Then, in 2013, I published my first novel and reality hit me like a stinky fish from Tsukiji Market across the face –> No social media presence = No chance of building a core audience = No chance of landing an agent = No chance of signing with a respectable publisher = No chance of turning my dream into a full-time career. So what did I do?
Well, I think the answer is obvious by now. Perhaps Nick Carraway would be disappointed in my decision to sell out, but then again maybe Jay Gatsby would have seen it like Carraway described in Fitzgerald’s classic novel:
“And as I sat there brooding on the old, unknown world, I thought of Gatsby’s wonder when he first picked out the green light at the end of Daisy’s dock.”
Although Ms. Kauffman looks at literary superhero Murakami Haruki as a case in point as to whether one should spend hours on social media daily, exposing intimate parts of yourself and your inner-workings to the public (the Japanese literary superhero is notorious for giving very few interviews or public readings, let alone using social media on a regular basis), I think it’s dangerous to seek guidance in this area from a writer such as Murakami; for anyone who started a career in writing after 2004, the rules of engagement are forever changed.
I believe it was Jonathan Franzen, celebrated author of The Corrections and Freedom, who said it best when he expressed his sorrow for young writers trying to make a go of it in today’s publishing world because they are so pressured to spend time Tweeting and Facebooking, for example, that it takes time away from their craft. Franzen is especially irked by Twitter, telling all those who gathered for a talk of his at Tulane University in 2012:
“Twitter is unspeakably irritating. Twitter stands for everything I oppose. It’s hard to cite facts or create an argument in 140 characters … It’s like if Kafka had decided to make a video semaphoring The Metamorphosis. Or it’s like writing a novel without the letter ‘P’… It’s the ultimate irresponsible medium. People I care about are readers … particularly serious readers and writers, these are my people. And we do not like to yak about ourselves.”
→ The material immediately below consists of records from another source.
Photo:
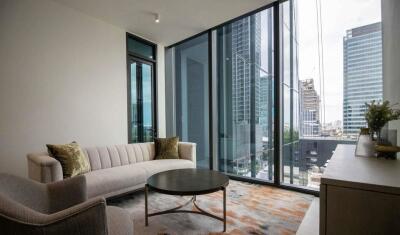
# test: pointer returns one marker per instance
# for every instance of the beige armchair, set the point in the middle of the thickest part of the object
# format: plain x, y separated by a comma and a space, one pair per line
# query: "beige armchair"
29, 207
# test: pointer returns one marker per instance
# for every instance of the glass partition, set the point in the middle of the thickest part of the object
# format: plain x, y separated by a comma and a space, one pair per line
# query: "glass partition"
245, 96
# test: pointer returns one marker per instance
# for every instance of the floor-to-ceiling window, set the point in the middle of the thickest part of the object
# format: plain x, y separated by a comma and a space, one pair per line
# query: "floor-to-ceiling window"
245, 96
191, 95
141, 60
281, 125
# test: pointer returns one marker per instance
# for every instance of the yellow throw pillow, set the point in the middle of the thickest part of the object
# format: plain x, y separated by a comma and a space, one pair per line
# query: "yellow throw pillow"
166, 148
73, 160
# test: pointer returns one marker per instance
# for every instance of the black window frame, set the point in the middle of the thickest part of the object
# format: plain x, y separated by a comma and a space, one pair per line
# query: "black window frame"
143, 59
278, 165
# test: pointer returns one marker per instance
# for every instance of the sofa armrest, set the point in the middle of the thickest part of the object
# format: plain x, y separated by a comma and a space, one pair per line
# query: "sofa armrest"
187, 151
86, 218
66, 193
43, 168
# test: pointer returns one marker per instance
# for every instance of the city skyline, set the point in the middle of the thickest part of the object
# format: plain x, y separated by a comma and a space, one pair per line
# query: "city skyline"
362, 79
354, 13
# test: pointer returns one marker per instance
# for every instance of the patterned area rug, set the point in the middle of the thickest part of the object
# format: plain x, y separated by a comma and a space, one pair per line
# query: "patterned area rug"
251, 209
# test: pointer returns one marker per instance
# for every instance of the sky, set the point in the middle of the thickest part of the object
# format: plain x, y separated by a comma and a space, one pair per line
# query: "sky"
337, 17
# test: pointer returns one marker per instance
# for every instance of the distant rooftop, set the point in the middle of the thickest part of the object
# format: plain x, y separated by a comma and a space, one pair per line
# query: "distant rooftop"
366, 29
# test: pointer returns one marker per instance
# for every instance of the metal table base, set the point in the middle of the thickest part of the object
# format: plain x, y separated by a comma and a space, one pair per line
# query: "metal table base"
177, 209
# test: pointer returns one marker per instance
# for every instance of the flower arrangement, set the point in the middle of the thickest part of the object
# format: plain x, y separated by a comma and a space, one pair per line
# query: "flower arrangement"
378, 114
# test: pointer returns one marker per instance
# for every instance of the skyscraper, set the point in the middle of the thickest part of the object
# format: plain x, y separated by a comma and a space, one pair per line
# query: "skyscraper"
362, 74
309, 109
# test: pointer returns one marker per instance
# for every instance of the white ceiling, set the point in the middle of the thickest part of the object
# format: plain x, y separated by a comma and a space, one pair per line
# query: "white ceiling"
180, 19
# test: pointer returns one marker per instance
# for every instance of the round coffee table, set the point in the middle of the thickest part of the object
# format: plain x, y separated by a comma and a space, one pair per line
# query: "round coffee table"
187, 182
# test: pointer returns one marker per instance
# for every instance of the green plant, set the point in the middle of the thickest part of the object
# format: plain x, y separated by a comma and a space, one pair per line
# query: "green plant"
378, 114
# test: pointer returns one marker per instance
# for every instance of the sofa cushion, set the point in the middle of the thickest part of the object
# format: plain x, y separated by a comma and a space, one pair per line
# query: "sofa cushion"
73, 160
105, 181
119, 155
166, 148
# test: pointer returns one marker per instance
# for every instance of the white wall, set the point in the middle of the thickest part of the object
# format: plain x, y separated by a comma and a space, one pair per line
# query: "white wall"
391, 55
62, 78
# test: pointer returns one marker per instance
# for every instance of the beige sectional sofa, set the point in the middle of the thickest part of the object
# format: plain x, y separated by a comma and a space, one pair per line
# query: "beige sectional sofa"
115, 169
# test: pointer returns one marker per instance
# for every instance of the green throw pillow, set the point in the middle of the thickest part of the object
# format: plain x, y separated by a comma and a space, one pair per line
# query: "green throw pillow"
167, 148
73, 160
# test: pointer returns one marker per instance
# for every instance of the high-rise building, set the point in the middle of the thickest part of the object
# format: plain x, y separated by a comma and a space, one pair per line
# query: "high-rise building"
309, 109
362, 68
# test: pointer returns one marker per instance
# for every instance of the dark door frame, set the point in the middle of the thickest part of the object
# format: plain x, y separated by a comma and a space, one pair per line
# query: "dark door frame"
130, 56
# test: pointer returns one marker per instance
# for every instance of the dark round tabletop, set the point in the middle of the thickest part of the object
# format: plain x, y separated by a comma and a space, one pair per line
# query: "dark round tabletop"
187, 181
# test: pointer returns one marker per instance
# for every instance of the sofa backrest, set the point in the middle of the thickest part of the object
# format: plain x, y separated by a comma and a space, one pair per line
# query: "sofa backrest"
119, 155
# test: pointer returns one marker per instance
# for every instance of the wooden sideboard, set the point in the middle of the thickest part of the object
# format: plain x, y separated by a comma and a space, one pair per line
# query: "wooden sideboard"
359, 195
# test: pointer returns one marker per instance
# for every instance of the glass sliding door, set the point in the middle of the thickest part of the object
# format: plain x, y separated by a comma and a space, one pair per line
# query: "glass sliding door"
192, 96
141, 61
140, 99
245, 96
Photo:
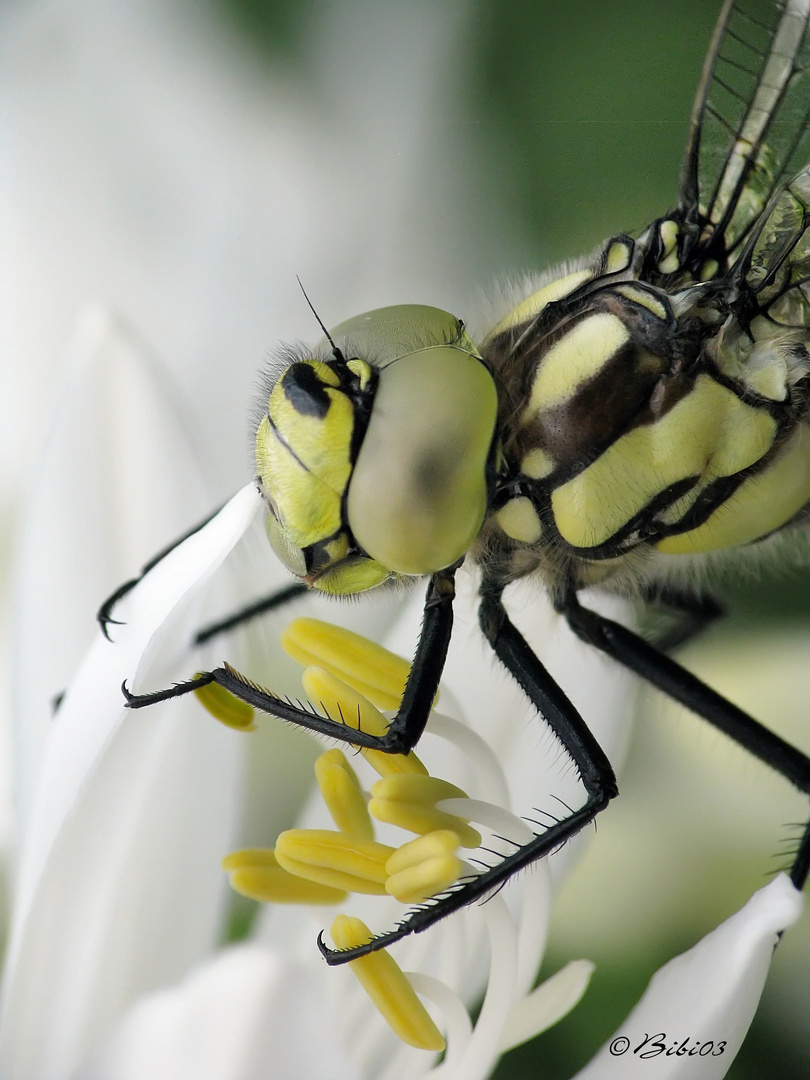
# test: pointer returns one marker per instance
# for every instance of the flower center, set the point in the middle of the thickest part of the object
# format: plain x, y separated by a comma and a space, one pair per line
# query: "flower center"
351, 679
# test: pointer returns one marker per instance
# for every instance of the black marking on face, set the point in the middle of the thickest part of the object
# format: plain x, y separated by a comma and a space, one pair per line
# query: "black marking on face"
305, 391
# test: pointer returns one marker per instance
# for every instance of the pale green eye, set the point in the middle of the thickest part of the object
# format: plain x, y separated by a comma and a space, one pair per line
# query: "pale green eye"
418, 494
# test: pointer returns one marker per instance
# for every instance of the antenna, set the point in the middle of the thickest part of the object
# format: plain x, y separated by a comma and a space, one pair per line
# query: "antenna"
335, 351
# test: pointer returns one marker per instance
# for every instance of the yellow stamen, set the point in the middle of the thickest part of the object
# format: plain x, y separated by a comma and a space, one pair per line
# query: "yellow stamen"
255, 873
388, 987
334, 859
368, 669
343, 796
225, 707
340, 701
409, 801
423, 867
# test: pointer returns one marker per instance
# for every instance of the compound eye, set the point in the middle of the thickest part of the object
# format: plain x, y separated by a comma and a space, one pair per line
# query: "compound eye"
417, 496
286, 551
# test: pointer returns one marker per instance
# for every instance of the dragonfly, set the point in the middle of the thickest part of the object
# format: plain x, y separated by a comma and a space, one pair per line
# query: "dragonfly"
631, 422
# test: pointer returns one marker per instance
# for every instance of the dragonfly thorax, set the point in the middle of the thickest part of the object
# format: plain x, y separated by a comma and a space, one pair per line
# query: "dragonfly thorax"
638, 422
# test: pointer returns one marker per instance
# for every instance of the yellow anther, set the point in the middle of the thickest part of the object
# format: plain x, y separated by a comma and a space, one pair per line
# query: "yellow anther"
343, 797
370, 670
225, 707
342, 702
388, 987
256, 873
334, 859
423, 867
409, 801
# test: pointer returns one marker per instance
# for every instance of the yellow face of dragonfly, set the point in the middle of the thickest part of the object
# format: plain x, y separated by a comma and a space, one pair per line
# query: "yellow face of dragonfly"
374, 459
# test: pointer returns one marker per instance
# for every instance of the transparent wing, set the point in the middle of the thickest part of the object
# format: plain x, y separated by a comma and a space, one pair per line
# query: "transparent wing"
775, 260
748, 131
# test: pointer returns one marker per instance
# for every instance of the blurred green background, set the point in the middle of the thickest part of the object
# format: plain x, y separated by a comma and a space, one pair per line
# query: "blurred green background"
576, 118
569, 121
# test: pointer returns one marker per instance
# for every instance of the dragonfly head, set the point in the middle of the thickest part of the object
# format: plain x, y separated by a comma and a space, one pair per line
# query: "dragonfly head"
373, 449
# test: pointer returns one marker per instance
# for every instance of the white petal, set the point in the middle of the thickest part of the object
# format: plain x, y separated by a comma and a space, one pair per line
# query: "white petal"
704, 998
120, 885
116, 482
547, 1004
246, 1015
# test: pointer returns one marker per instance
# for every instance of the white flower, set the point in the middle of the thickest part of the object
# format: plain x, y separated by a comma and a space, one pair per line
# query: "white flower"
120, 891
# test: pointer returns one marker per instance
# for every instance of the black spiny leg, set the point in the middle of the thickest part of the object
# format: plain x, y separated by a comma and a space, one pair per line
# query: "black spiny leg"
104, 615
677, 683
594, 769
417, 700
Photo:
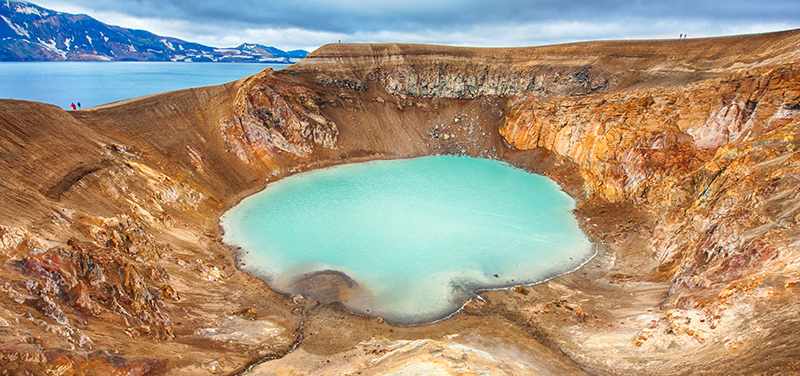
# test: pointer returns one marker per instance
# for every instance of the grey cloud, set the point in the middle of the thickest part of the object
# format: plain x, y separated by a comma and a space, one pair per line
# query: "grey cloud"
353, 16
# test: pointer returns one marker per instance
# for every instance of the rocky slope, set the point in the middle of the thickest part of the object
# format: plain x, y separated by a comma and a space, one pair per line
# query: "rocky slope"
29, 32
681, 153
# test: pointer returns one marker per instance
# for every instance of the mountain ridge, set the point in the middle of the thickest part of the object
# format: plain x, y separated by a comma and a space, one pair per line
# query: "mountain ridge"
29, 32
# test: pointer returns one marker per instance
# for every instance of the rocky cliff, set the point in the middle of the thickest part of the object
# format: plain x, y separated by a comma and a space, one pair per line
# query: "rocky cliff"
681, 154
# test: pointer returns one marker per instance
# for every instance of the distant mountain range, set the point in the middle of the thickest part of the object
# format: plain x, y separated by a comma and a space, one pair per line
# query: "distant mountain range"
29, 32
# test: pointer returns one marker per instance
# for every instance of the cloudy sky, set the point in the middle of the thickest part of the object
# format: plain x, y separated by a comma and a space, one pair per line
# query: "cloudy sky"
309, 24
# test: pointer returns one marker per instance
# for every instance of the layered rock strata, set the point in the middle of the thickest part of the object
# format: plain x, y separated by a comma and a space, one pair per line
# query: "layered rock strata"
681, 155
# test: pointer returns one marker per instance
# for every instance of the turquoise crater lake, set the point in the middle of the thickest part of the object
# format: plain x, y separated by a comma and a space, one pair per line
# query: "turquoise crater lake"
417, 237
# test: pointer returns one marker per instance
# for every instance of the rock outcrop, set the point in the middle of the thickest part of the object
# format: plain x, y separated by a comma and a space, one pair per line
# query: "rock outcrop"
682, 156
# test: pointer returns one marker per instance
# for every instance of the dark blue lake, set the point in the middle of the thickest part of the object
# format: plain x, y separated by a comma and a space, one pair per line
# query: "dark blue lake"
96, 83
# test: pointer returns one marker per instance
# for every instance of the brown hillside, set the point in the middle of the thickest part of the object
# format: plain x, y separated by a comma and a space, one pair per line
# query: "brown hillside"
682, 155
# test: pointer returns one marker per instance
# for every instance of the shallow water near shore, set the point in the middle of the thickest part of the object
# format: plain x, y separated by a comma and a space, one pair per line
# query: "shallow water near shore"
407, 240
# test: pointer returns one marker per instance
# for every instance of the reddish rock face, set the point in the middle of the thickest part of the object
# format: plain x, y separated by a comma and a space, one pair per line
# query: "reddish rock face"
681, 154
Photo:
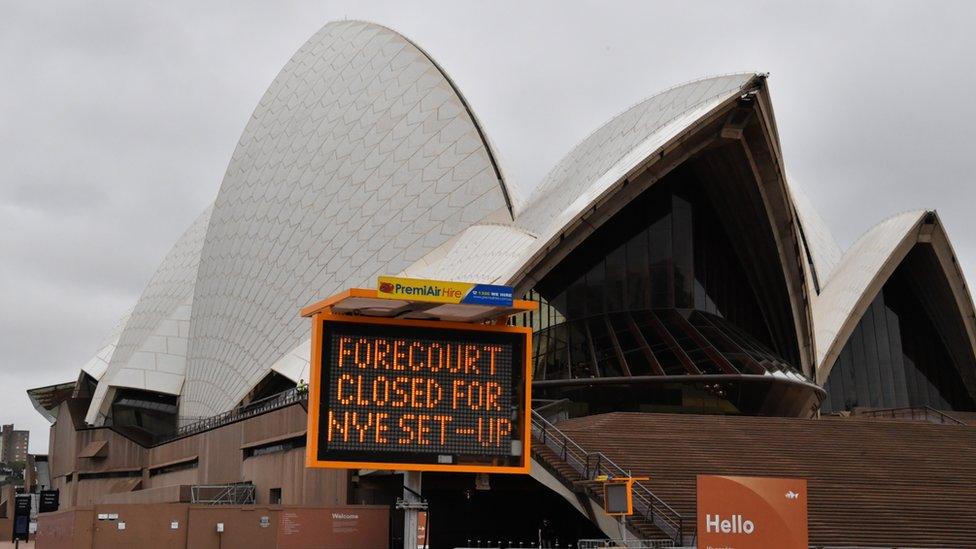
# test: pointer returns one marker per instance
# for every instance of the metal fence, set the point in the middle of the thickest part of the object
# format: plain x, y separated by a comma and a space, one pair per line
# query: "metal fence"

Ultimately, I think Ms. Kauffman would agree with Franzen when she ends her Publishers Weekly piece by stating:
“For me, the best way to work, the only way to work, really, is to create a space for myself in which the reader’s perception of me (as a person) does not exist. It’s only after I have squashed down all awareness of myself that I’m able to access another world and explore it freely and truthfully.”